Ducati might now be synonymous with the scrambler moniker thanks to the recent emergence of its hugely successful sub-brand but the little mud-plugging single-cylinder bikes of the 1960s didn’t exactly set the world on fire.
Regardless, and to get a little geeky for a second, these early singles were the first to sport Ducati chief engineer Fabio Taglioni’s innovative desmodromic valve system, which would go on to be a hallmark of the Italian brand, and are therefore very worthy of attention.
Alas, there was no love lost between Sean Skinner from MotoRelic in Hamilton, Virginia and this particular 1965 Ducati 250 Scrambler project, which proved so troublesome at points he believed it was actually cursed.
“I feel the name is fitting for this bike, since every part of this build was a fight from the beginning to end,” he explains.
“The bike came to me in a bit of a chopper-ish form. The frame was butchered and partially hard-tailed. I cut everything away, leaving the swingarm and the frame around the engine,” he adds.
From here, Sean added a fresh set of Excel rims and raided his stockpile of Suzuki TS250 parts to mock up the front end, which would later have to be machined and hand-fettled to fit.

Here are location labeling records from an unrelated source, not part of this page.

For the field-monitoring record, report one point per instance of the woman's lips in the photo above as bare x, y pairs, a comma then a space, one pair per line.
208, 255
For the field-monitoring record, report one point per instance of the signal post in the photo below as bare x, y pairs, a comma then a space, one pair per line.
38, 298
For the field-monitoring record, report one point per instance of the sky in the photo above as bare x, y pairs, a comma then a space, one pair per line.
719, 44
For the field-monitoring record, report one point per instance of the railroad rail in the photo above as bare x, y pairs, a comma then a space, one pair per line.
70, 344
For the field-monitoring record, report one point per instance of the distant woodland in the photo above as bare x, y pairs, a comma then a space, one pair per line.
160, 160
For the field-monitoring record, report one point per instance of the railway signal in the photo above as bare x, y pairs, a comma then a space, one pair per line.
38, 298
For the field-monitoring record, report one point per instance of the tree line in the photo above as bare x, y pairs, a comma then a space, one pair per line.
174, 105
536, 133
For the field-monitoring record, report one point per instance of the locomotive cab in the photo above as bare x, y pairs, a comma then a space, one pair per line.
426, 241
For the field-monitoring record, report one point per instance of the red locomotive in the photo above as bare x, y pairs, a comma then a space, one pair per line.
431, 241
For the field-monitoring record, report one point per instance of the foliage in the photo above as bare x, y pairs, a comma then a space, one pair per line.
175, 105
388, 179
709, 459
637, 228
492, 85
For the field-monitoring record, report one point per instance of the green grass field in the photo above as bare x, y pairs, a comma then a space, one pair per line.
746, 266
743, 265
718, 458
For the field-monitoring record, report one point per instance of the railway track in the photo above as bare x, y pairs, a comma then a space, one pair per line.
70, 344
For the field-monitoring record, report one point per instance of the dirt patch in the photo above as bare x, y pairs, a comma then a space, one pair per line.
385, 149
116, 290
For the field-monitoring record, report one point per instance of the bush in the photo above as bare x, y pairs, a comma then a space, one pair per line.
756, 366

There’s also a bespoke mono-shock set up at the rear, a Suzuki T350 fuel tank and a bespoke headlight assembly that nearly beat Sean.
“I don’t know why I put myself through the torture really,” he explains.
“They assembly doesn’t look like much but when you take a light that is meant to be mounted only one way and you have to mount it another, things can get difficult.
“There were many hours in that damn headlight, number plate, mini fender thing, but when it was mounted on the bike it was clear that the fight was worth it,” Sean adds.
Throw in some major mechanical issues with an engine that is 53-years old and it looked like the Dastardly Ducati was shaping up to fit its namesake nicely, but Sean came through and a staggering burnt orange and black paintjob finishes off this fine specimen.
“It was a difficult and delay-filled build but a road test makes it all worth it,” says Sean.